Em 27 de abril foi formado o Fundo de Greve dos Metalúrgicos de São José do Campos e Região, para dar condições materiais ao desenvolvimento da luta.

JOB – Qual foi a posição da patronal?
JN. – A GM recusou-se a negociar com os trabalhadores. Inicialmente demitiu 93 metalúrgicos (diretores de sindicato, membros da comissão de fábrica, cipeiros e militantes combativos), sendo que ao final demitiu 403 trabalhadores.

JOB – E os governantes da época?
JN. – O governador da época, Franco Montoro, mandou abrir inquérito para apurar “quem eram os criminosos da greve.”

JOB – Qual o balanço da greve de ocupação de 1985 ?
JN. – A greve conquistou a histórica jornada de 44h quando a maioria da categoria trabalhava muito mais do que isto, como dissemos, chegava a 60h enquanto a jornada legal na época era de 48h30 min. e somente com a Constituição Federal de 1988 é que passou a ser 44 horas. A avaliação que faço é a de que a greve foi importante para o desenvolvimento da luta de todos os trabalhadores pela redução da jornada e em particular para a luta do Sindicato contras os patrões, preservando empregos e o fortalecimento da categoria, colocando a questão de quem é o verdadeiro dono da fábrica com a ocupação ocorrida na greve de 1985.
Logo em seguida houve a adaptação do Sindicato dos Metalúrgicos do ABC e da CUT com uma política de conciliação de classes. Assim, o Sindicato dos Metalúrgicos de São José dos Campos tornou-se a vanguarda da Categoria, numa região estratégica onde havia, na época, indústria aeronáutica e de armamentos.

JOB – E o acordo atual do Sindicato com a GM ?
JN. – Primeiramente é preciso destacar que não houve por iniciativa do sindicato nada parecido com a greve histórica que tratamos aqui. O centro de atuação do PSTU (herdeiro da antiga CS) e da Conlutas não foram os métodos da classe e muito menos as ações radicalizados que derrotaram a GM em 1985. O PSTU optou por fazer admoestação aos governos patronais de Dilma, Alckmin e Cury.

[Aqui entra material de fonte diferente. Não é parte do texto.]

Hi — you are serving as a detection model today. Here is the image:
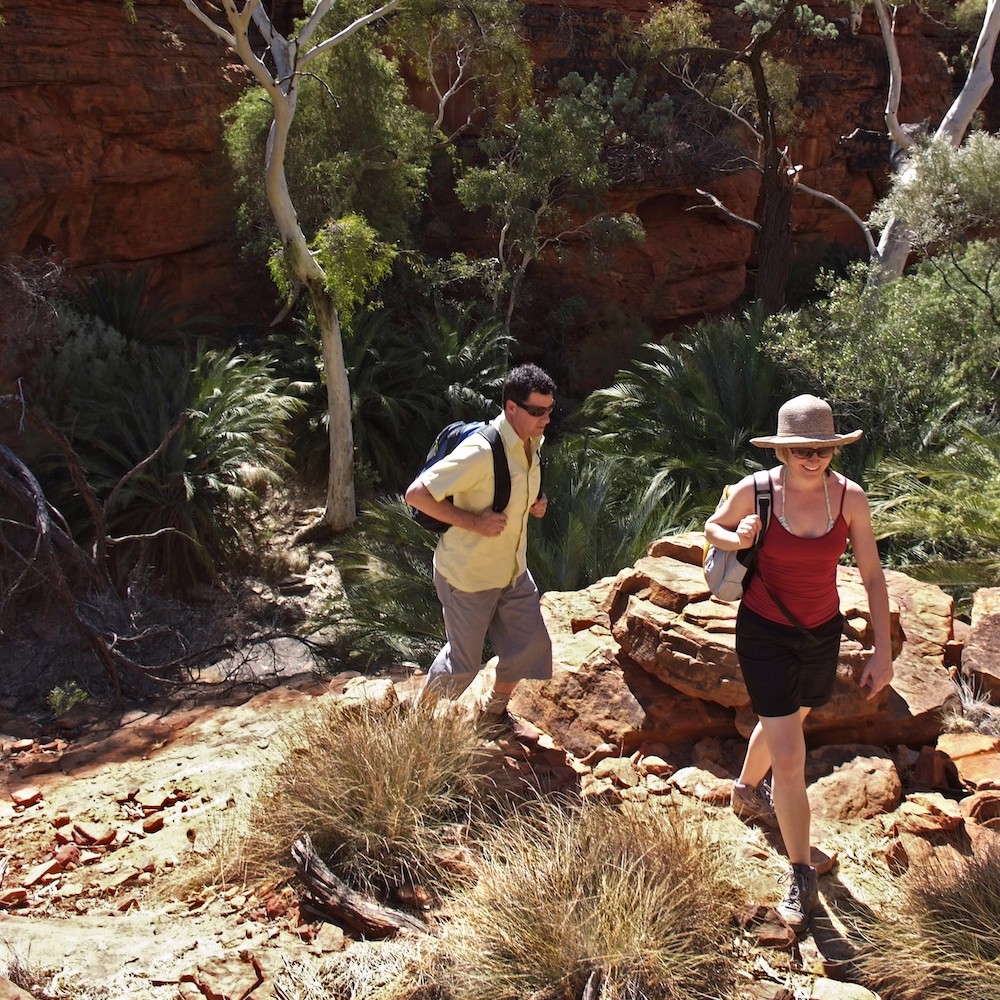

Com métodos estranhos aos da classe o resultado só poderia realmente ser um Acordo escravocrata, que aumenta a jornada, reduz o piso salarial e permite a demissão de centenas de metalúrgicos.
A diretoria justifica que qualquer acordo nos marcos do capitalismo é nocivo, querendo dizer, como na música de Chico Buarque e Ruy Guerra, que “não existe pecado do lado de baixo do Equador”. Mas na verdade há acordos e acordos. Acordo traidor é injustificável. Se pequenas concessões levam a grandes derrotas, imagine uma traição dessas. Isso tudo demonstra o grau de burocratização e degeneração da diretoria atual, que deve ser substituída pela categoria. Se em 1985 a peãzada pôs os capitães do mato da GM no chiqueirinho e arrancou a histórica redução da jornada, em 2013, com a colaboração da Conlutas, a GM ‘enchiqueirou’ os operários sob a chantagem das demissões e impôs o aumento da jornada, a redução do salário e a demissão de centenas de pais de família.

JOB – O Sr. deseja falar mais alguma coisa ?
JN. – Eu só quero agradecer a vocês e desejar que a categoria supere a atual direção do Sindicato, sem permitir que setores da oposição de direita do movimento, tradicionalmente ligados ao PT e PCdoB, mais ainda ligados a patronal, tomem conta do mesmo. A atual direção se tornou imprestável para o desenvolvimento da luta devido a sua degeneração política, sendo certo que Partido Socialista dos Trabalhadores Unicado (PSTU), ao qual pertence a diretoria do Sindicato, com esse Acordo Escravocrata, com a posição pró-imperialista na Líbia e na Síria, atravessou o rubicão, tornando-se inimigo da classe operária, o que coloca aos seus militantes honestos e revolucionários que rompam com sua direção, visando construir uma partido operário comunista marxista e revolucionário.